A condução em autoestrada também sofre do excessivo amortecimento da suspensão, que se nota em movimentos verticais secos e desconfortáveis quando se passa sobre bossas ou depressões do piso. A parte boa é que os ruídos são todos baixos, seja os provenientes do motor, aerodinâmica ou rolamento.
Motor só tem 200 cv
Saindo para uma estrada secundária e passando ao modo Sport, ganha-se na resposta do acelerador mas os 200 cv neste terreno são menos impressionantes que os 550 Nm, em cidade. A aceleração 0-100 km/h demora 8,4 segundos, ainda assim com o motor a mostrar vigor até para lá das 4000 rpm e sempre com um som agradável ao ouvido.

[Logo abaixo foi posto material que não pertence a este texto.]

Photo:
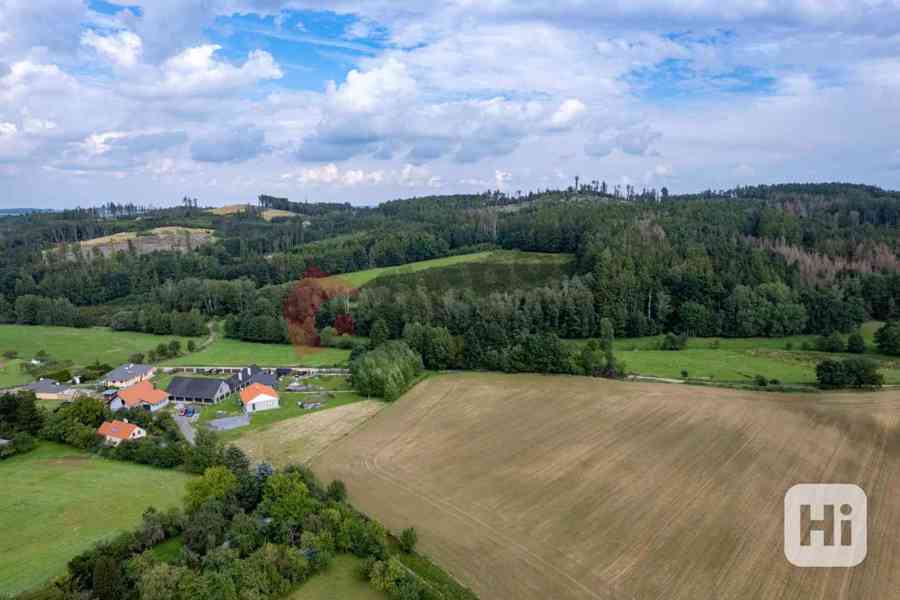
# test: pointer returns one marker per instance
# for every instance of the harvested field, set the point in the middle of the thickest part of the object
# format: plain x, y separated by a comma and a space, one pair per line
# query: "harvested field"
540, 487
299, 439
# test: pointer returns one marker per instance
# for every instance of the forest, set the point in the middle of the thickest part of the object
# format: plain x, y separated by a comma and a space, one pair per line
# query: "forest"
758, 261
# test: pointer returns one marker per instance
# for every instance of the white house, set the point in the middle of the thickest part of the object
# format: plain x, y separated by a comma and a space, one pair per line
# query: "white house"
257, 397
116, 432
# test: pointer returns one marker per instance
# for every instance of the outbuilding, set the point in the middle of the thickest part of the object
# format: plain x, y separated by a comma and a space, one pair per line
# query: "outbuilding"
257, 397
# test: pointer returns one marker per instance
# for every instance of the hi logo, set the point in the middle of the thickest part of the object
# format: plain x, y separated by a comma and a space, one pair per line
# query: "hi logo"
825, 525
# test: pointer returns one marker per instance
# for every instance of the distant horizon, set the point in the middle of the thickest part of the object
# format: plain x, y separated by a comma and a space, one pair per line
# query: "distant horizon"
367, 101
253, 201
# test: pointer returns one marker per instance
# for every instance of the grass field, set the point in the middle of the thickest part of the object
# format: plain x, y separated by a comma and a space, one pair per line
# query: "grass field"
358, 279
57, 501
289, 406
81, 346
575, 488
224, 352
340, 582
299, 439
740, 359
11, 374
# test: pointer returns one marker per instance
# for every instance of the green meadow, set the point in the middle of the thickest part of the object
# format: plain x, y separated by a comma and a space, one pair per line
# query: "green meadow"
81, 346
56, 502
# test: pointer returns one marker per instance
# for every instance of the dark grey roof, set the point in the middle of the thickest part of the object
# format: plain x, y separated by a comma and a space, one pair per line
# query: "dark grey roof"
194, 387
226, 423
265, 379
46, 386
127, 372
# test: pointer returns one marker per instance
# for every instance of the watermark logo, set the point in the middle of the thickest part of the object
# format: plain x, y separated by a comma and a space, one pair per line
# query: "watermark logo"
825, 525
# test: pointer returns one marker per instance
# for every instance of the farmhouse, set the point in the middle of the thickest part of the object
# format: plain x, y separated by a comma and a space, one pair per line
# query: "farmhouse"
127, 375
116, 432
143, 395
257, 397
48, 389
196, 389
250, 375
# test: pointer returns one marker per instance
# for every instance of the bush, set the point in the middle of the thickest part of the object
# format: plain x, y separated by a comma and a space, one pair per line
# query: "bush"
61, 376
387, 371
849, 373
888, 338
673, 342
856, 344
408, 539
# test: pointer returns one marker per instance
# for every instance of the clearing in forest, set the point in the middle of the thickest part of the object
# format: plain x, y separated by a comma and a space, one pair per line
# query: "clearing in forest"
528, 486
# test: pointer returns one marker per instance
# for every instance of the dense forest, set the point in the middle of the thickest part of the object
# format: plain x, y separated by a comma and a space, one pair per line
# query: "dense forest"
755, 261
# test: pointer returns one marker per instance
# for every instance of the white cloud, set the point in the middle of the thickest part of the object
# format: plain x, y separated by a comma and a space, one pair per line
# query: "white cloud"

A caixa automática tem patilhas no volante, obedientes aos meus comandos, tanto a subir como a descer, o que aumenta o envolvimento na condução.
A distribuição de pesos pelos dois eixos não é anunciada, mas basta fazer algumas curvas mais depressa, para se perceber que deve andar perto do ideal. O CX-60 distribui bem os esforços pelas quatro rodas e não entra em subviragem demasiado cedo, quando se entra em curva com maior velocidade.
Dinâmica podia ser melhor
Deixando o ESC ligado, a atitude é bastante neutra, mesmo quando se exagera um pouco em curvas rápidas. Em encadeados, sente-se a transferência de massas laterais, provando que as molas da suspensão são macias, deixando aparecer uma inclinação lateral que lhe retira precisão.

Desligando o ESC, em pisos mais escorregadios e em curvas lentas, a tendência deste tração traseira muda para levemente sobrevirador. Em aceleração progressiva, é a traseira a deslizar primeiro, o que pode ser divertido, para quem gosta deste tipo de comportamento.

Para quem gosta muito, vai chegar a um ponto em que a roda traseira interior à curva começa a fazer efeito diferencial, sobretudo em curvas lentas, perdendo tração. Acaba por ser melhor deixar o ESC ligado.
Conclusão
A teimosia da Mazda em desenvolver um motor Diesel nesta altura prova ser acertada em termos de consumos e de agradabilidade de condução. O CX-60 tem também no habitáculo um ponto forte, tanto em qualidade como em espaço. Mas a suspensão está a precisar de maior desenvolvimento, pois mostra-se dura, quando devia ser confortável e macia, quando devia ser mais controlada. Com preços a partir dos 66 058 euros, para a versão menos equipada, esta versão Diesel do CX-60 merece atenção.
Francisco Mota
(fotos de João Apolinário)
Mazda CX-60 3.3 e-Skyactiv D 200 cv
Potência: 200 cv
Preço: 66 058 euros
Veredicto: 3,5 (0 a 5)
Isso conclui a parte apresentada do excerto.